When interviewing interns, and then when training them for a career in architecture, we rarely pause to think that the basic math we use every day might intimidate. And yet, we often hear a very nervous entreaty in a response to a very basic mathematic question while searching through pockets for an iPhone calculator; “But, …I’m not good at math.” In my opinion, the reflexive reaction “I’m not good at math” often comes without even hearing the question. While I try not to be similarly reflexive, I don’t always handle this situation well. I have to check by desire to blurt, “I’m not good at math, either;” or to admit that I sometimes struggle to help my sixth and eighth grade children with their homework. While I usually don’t rise to the bait, I know I should have known better than to have printed and laminated the multiplication tables for a young associate with a significant math blind spot. As might be expected, the associate soon thereafter found another job with a more sympathetic boss, and neither the employee nor the firm was better for the histrionics.

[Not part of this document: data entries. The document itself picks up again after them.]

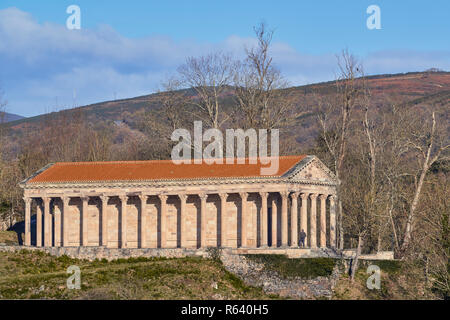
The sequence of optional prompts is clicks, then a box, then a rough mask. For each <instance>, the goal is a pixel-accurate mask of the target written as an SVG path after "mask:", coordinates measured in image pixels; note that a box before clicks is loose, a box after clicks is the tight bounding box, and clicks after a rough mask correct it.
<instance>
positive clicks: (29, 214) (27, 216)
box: [23, 198, 32, 246]
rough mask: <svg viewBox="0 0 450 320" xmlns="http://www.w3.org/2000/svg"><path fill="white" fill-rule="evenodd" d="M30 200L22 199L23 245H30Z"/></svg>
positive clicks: (30, 207) (30, 234)
mask: <svg viewBox="0 0 450 320" xmlns="http://www.w3.org/2000/svg"><path fill="white" fill-rule="evenodd" d="M31 200H32V199H31V198H23V201H24V202H25V245H26V246H30V245H31Z"/></svg>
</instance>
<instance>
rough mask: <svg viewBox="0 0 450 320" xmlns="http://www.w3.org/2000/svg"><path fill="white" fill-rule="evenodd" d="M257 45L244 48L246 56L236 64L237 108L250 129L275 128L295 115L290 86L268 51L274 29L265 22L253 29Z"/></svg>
mask: <svg viewBox="0 0 450 320" xmlns="http://www.w3.org/2000/svg"><path fill="white" fill-rule="evenodd" d="M254 31H255V35H256V39H257V45H256V46H254V47H251V48H246V49H245V52H246V55H247V57H246V59H245V60H244V61H243V62H241V63H240V64H239V66H238V71H237V72H236V73H235V77H234V83H235V92H236V99H237V103H238V106H239V109H240V111H241V112H242V113H243V114H244V115H245V126H246V127H249V128H264V129H274V128H280V127H283V126H285V125H286V124H287V123H289V120H292V119H293V118H294V117H295V116H298V115H296V114H295V112H293V110H294V108H293V99H292V97H291V95H290V94H289V92H288V91H287V90H283V89H286V88H287V87H288V85H289V83H288V81H287V80H285V79H284V78H283V76H282V74H281V72H280V70H279V69H278V68H276V67H275V66H274V64H273V58H272V57H271V56H270V53H269V50H270V45H271V42H272V37H273V31H268V30H267V27H266V25H265V24H264V23H261V24H260V25H259V26H257V27H255V28H254Z"/></svg>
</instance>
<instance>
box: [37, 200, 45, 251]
mask: <svg viewBox="0 0 450 320" xmlns="http://www.w3.org/2000/svg"><path fill="white" fill-rule="evenodd" d="M43 246H44V244H43V242H42V205H41V203H40V201H39V202H38V203H37V205H36V247H43Z"/></svg>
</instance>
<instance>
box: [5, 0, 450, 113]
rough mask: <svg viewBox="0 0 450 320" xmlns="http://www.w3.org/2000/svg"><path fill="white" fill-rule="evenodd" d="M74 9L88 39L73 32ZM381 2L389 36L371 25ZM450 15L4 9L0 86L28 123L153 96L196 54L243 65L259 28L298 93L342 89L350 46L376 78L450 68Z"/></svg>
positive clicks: (167, 7) (85, 35) (182, 10)
mask: <svg viewBox="0 0 450 320" xmlns="http://www.w3.org/2000/svg"><path fill="white" fill-rule="evenodd" d="M72 4H76V5H78V6H79V7H80V8H81V30H67V29H66V27H65V23H66V19H67V18H68V16H69V15H68V14H67V13H66V8H67V7H68V6H69V5H72ZM372 4H375V5H378V6H379V7H380V9H381V27H382V29H381V30H369V29H368V28H367V27H366V19H367V17H368V16H369V15H368V14H367V13H366V9H367V7H368V6H369V5H372ZM449 12H450V1H446V0H442V1H439V0H435V1H380V0H372V1H365V0H354V1H300V0H296V1H263V0H259V1H253V0H251V1H250V0H247V1H245V0H241V1H234V0H228V1H203V0H193V1H136V0H134V1H133V0H128V1H119V0H117V1H105V0H89V1H87V0H78V1H75V0H72V1H62V0H60V1H31V0H27V1H23V0H14V1H10V0H2V1H1V2H0V84H1V88H2V89H3V91H4V95H5V97H6V99H7V100H8V106H7V111H8V112H12V113H17V114H21V115H24V116H32V115H36V114H41V113H44V112H49V111H55V110H59V109H62V108H66V107H71V106H72V105H74V104H75V105H84V104H88V103H94V102H98V101H104V100H111V99H113V98H114V97H117V98H126V97H132V96H136V95H141V94H147V93H151V92H154V91H155V90H156V89H157V87H158V84H159V83H160V81H161V80H163V79H164V78H165V77H167V76H169V75H170V74H171V73H173V72H174V70H175V69H176V67H177V66H178V65H179V64H181V63H183V61H184V59H185V58H186V57H187V56H189V55H202V54H206V53H208V52H211V51H215V50H222V51H229V52H231V53H233V54H234V55H235V56H236V57H242V54H243V47H244V45H250V44H251V43H252V42H253V41H254V39H253V30H252V27H253V26H254V25H256V24H257V23H258V22H260V21H265V22H266V23H267V24H268V25H269V26H270V27H271V28H274V29H275V37H274V41H273V50H272V54H273V56H274V58H275V63H276V64H277V65H278V66H279V67H280V68H281V70H282V71H283V73H284V74H285V76H286V77H287V78H288V79H289V80H290V82H291V83H292V84H293V85H300V84H305V83H312V82H317V81H323V80H332V79H333V78H334V71H335V69H336V63H335V56H334V55H335V54H336V53H338V52H339V51H341V50H342V49H343V48H346V47H347V48H348V49H349V50H350V51H351V52H353V53H355V54H356V55H357V56H358V57H360V59H361V60H362V61H363V63H364V66H365V70H366V72H367V73H368V74H378V73H395V72H408V71H422V70H424V69H427V68H430V67H438V68H441V69H444V70H450V41H449V38H450V37H449V35H450V20H449V19H448V17H449Z"/></svg>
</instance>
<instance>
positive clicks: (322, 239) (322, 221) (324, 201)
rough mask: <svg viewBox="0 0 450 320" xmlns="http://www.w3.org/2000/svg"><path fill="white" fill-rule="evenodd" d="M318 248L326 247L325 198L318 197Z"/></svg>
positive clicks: (326, 225)
mask: <svg viewBox="0 0 450 320" xmlns="http://www.w3.org/2000/svg"><path fill="white" fill-rule="evenodd" d="M319 198H320V247H321V248H326V247H327V203H326V201H327V196H326V195H324V194H321V195H320V197H319Z"/></svg>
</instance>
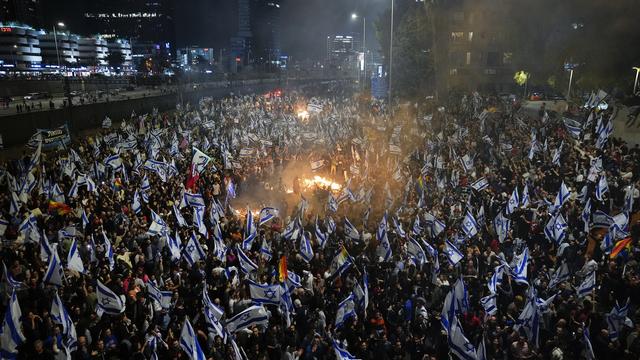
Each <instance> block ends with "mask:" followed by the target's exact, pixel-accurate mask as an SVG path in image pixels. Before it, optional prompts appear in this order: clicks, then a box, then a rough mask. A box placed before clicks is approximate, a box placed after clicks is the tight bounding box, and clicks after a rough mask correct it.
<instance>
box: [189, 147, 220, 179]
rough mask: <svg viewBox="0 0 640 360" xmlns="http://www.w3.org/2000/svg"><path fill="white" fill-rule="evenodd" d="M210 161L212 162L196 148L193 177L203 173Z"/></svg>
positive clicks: (192, 168)
mask: <svg viewBox="0 0 640 360" xmlns="http://www.w3.org/2000/svg"><path fill="white" fill-rule="evenodd" d="M209 161H211V157H210V156H209V155H207V154H205V153H203V152H202V151H200V150H198V149H197V148H196V147H195V146H194V147H193V158H192V159H191V176H192V177H193V176H196V175H200V174H201V173H203V172H204V170H205V169H206V167H207V164H208V163H209ZM214 171H215V170H214Z"/></svg>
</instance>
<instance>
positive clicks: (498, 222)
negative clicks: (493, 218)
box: [493, 211, 511, 243]
mask: <svg viewBox="0 0 640 360" xmlns="http://www.w3.org/2000/svg"><path fill="white" fill-rule="evenodd" d="M493 229H494V230H495V232H496V235H497V236H498V240H499V241H500V243H503V242H504V241H505V240H506V238H507V236H508V235H509V230H510V229H511V220H509V218H507V217H506V216H504V215H503V212H502V211H500V212H498V216H496V218H495V219H494V220H493Z"/></svg>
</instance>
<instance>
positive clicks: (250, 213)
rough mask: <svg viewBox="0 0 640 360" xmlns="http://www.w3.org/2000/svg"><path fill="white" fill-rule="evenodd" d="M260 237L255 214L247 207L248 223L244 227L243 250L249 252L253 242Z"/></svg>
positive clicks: (242, 247)
mask: <svg viewBox="0 0 640 360" xmlns="http://www.w3.org/2000/svg"><path fill="white" fill-rule="evenodd" d="M256 236H258V233H257V230H256V224H255V223H254V221H253V213H252V212H251V209H249V208H248V207H247V221H246V224H245V227H244V240H243V241H242V248H243V249H244V250H248V249H250V248H251V244H252V243H253V240H255V238H256Z"/></svg>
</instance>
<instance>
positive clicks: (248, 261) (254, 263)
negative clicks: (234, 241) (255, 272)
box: [236, 247, 258, 274]
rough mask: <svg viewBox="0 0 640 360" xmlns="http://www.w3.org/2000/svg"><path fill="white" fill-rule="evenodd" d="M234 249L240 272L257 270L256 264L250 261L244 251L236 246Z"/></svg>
mask: <svg viewBox="0 0 640 360" xmlns="http://www.w3.org/2000/svg"><path fill="white" fill-rule="evenodd" d="M236 250H237V252H238V261H239V262H240V270H242V272H243V273H245V274H250V273H252V272H257V271H258V265H256V264H255V263H254V262H253V261H251V259H249V257H248V256H247V255H246V254H245V253H244V252H242V249H240V247H236Z"/></svg>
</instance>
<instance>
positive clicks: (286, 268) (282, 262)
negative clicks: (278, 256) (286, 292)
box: [278, 255, 289, 283]
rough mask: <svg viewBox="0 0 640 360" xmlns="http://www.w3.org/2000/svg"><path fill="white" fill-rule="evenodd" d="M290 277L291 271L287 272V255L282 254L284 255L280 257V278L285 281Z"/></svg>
mask: <svg viewBox="0 0 640 360" xmlns="http://www.w3.org/2000/svg"><path fill="white" fill-rule="evenodd" d="M288 277H289V273H288V272H287V257H286V256H284V255H282V257H281V258H280V264H279V265H278V280H280V282H281V283H284V282H285V281H287V278H288Z"/></svg>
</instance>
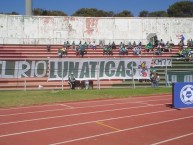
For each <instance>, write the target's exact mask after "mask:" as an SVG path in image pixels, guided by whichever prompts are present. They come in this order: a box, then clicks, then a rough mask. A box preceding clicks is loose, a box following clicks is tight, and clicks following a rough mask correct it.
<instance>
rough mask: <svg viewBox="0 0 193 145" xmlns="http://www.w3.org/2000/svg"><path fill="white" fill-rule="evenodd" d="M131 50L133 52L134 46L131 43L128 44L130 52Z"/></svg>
mask: <svg viewBox="0 0 193 145" xmlns="http://www.w3.org/2000/svg"><path fill="white" fill-rule="evenodd" d="M129 49H131V50H132V49H133V45H132V44H131V42H129V43H128V50H129Z"/></svg>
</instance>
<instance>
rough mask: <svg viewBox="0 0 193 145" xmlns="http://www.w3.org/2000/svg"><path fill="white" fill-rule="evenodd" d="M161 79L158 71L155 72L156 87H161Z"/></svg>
mask: <svg viewBox="0 0 193 145" xmlns="http://www.w3.org/2000/svg"><path fill="white" fill-rule="evenodd" d="M159 81H160V76H159V74H158V73H156V74H155V87H159Z"/></svg>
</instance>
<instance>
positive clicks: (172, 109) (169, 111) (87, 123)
mask: <svg viewBox="0 0 193 145" xmlns="http://www.w3.org/2000/svg"><path fill="white" fill-rule="evenodd" d="M172 111H176V110H174V109H166V110H162V111H155V112H148V113H140V114H135V115H128V116H121V117H111V118H107V119H100V120H93V121H88V122H82V123H76V124H69V125H63V126H54V127H50V128H43V129H37V130H30V131H23V132H17V133H11V134H4V135H0V138H3V137H8V136H15V135H21V134H27V133H34V132H41V131H48V130H53V129H59V128H66V127H72V126H79V125H84V124H91V123H96V122H103V121H111V120H118V119H124V118H131V117H138V116H144V115H151V114H159V113H165V112H172Z"/></svg>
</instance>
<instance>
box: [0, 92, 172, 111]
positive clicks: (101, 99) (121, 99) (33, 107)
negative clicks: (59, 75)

We all recognize that “I’m not good at math” is symptomatic of our ever-increasing reliance on technology, and is no different than resolving arguments by asking “Alexa” or by using ChatGPT to write an essay. This essay was written, and rewritten several times, without such assistance, and I’ll let the reader judge as to whether this was a prudent decision. Although technology has improved our lives immeasurably, I suppose I take after my mother, whose favorite subject was math, and always said, “Math is fun; math is just a game.” I wish more people felt this way, and I sure hope my kids do. Yay or nay, I fear I will always not too apologetically bristle when I hear, “I’m not good at math.”